There's no value to trying to litigate whether some particular system is or isn't a database - categories aren't real. For any definition of database I could come up with there is some compelling counterexample.

But there is still a clear difference between the ways we tend to work with data in a database and the ways we tend to work with data in a programming language. It's worth thinking about what root causes could lead to such different design choices.

Databases are usually used for storing valuable, long-lived data. This data needs to survive crashes and power outages, which typically means either storing it on disk or replicating it across multiple machines. In either case, we can't use pointers to represent relationships because the value of a pointer depends on the virtual memory mapping in the current process. Some databases use some swizzling mechanism to remap pointers when reading, but it's much more common to use a data model that represents relationships in a representation-independent way (eg foreign keys, graph edges) rather than the pointer-centric models that are common in programming languages.

Resident data is often much larger in databases than in programs (partly as a consequence of being longer-lived). When data is small, it's reasonable to handle hashtable collisions by rehashing into a larger hashtable. It's not reasonable for a single write to your database to require reindexing the entire dataset.

When data is much larger than available cache then there is also a steep penalty for random access. So even when databases use hashtables in memory while executing a query, they'll sometimes partition the hashtable into cache-sized chunks and process each one individually (eg).

The cost model on disk is very different to in memory. The size of a cache line on most machines is 64 bytes, but most spinning disks don't support writes smaller than 512 bytes and the OS filesystem cache typically works in 4kb pages. If you store data on disk in a hashtable and write several 64 byte keys these will, by design, be written to random locations which means you'll pay 4kb of bandwidth for each write. So databases that expect heavy write load usually use data-structures that allow coalescing multiple logical writes into a single 4kb block.

Saturating the bandwidth on a modern NVMe disk requires having multiple reads or writes in flight at any one time. It's hard to do this in hand-coded queries - much easier to have some compiler that can figure out the data dependencies in your query and schedule independent subtasks concurrently. But it's difficult for a compiler to do that in an imperative programming language with mutable variables and loops because it has to prove that it's safe to eg run a loop in a different order. Much easier with a declarative disorderly language like sql or graphql.

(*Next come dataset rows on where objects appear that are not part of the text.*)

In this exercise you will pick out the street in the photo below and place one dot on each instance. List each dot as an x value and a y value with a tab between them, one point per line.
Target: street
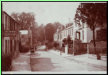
46	61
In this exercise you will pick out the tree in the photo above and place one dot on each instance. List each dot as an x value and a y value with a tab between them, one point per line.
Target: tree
49	31
24	19
94	14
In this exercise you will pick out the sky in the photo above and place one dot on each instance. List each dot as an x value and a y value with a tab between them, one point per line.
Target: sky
45	12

Being long-lived means that we maybe don't know in advance all the kinds of queries that we're going to run. It's rare to hot-reload new code into a program in production but it's very common to start running a new query in a production database. So many databases have mechanisms for reorganizing storage on the fly and for re-planning old queries to work with the new storage model. This means that the queries themselves can't reference the storage directly (eg looping over an index) - they need to refer to some more abstract data model. Hence the separation in sql between tables and indexes.

We tend to need to access valuable long-lived data from multiple other programs. If we just had a bunch of programs poking around in some shared memory space we'd get crashes whenever one program temporarily broke some data-structure invariant while another was reading from it. So most databases have some notion of concurrency control to allow safe simultaneous access. This can range all the way from ACID transactions down to single key read/writes or filesystem locks, but it is almost always mediated in some way rather than allowing direct access to the underlying representation. Programming languages tend to provide direct access and leave coordination up to the programmer. But the data in databases is too valuable to trust every accessing program to get it right, so databases prefer techniques that maintain integrity by default. It's pretty easy to write bad code that will leave a programs memory in an invalid state and lead to a crash, but it's usually impossible to write a bad database query that causes other queries or the database itself to crash.

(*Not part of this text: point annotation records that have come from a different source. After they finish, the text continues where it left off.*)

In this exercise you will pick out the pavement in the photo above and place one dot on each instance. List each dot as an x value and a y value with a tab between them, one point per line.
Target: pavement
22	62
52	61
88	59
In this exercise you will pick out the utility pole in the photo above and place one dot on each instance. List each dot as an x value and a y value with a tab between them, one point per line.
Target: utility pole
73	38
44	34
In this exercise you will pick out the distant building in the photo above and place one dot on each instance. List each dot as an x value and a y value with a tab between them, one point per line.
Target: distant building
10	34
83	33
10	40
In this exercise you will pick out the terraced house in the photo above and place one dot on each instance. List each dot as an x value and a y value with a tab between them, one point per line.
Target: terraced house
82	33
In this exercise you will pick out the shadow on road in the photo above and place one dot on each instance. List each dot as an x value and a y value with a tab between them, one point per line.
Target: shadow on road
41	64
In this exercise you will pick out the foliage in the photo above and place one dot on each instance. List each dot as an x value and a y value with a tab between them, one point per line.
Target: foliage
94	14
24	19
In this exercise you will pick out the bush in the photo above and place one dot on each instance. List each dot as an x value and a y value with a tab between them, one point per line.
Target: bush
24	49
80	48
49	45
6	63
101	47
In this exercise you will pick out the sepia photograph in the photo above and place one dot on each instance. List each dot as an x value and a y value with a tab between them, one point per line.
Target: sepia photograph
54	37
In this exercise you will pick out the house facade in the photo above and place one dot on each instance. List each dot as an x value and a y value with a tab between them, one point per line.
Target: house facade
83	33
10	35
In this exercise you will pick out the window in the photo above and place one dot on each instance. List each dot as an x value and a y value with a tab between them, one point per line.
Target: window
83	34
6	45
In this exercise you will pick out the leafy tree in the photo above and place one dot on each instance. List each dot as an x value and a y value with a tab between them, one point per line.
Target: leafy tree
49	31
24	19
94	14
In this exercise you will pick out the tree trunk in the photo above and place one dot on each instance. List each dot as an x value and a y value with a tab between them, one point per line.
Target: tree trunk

Thinking about design in terms of root causes is useful because you can figure out which parts of a solution are inherent to the problem and which are accidental. This helps understand the tradeoffs between existing systems and also provides a guide for designing new systems for new problem spaces.

Eg suppose you are designing a database that runs in the browser and isn't persisted to disk. Then you don't need concurrency control so you don't need to worry about multi-version data-structures. You aren't likely to have large datasets so you can probably get away with using hashtables as indexes. The set of queries isn't going to change within a single browser session so you don't need to handle live changes to the storage model. But on the other hand you have to deal with the lack of shared memory, which means either limiting yourself to small queries to avoid blocking the main thread or making all access to the database asynchronous.

We can also speculate about how new hardware might affect the design of future data systems. The data-structures and models used in programming languages were designed around the characteristics of RAM, and the data-structures and models in databases around the characteristics of spinning disks (with some recent tweaks for SSDs). So if NVRAM becomes more widely available then we might find that we need to something totally different to adapt (eg twizzler).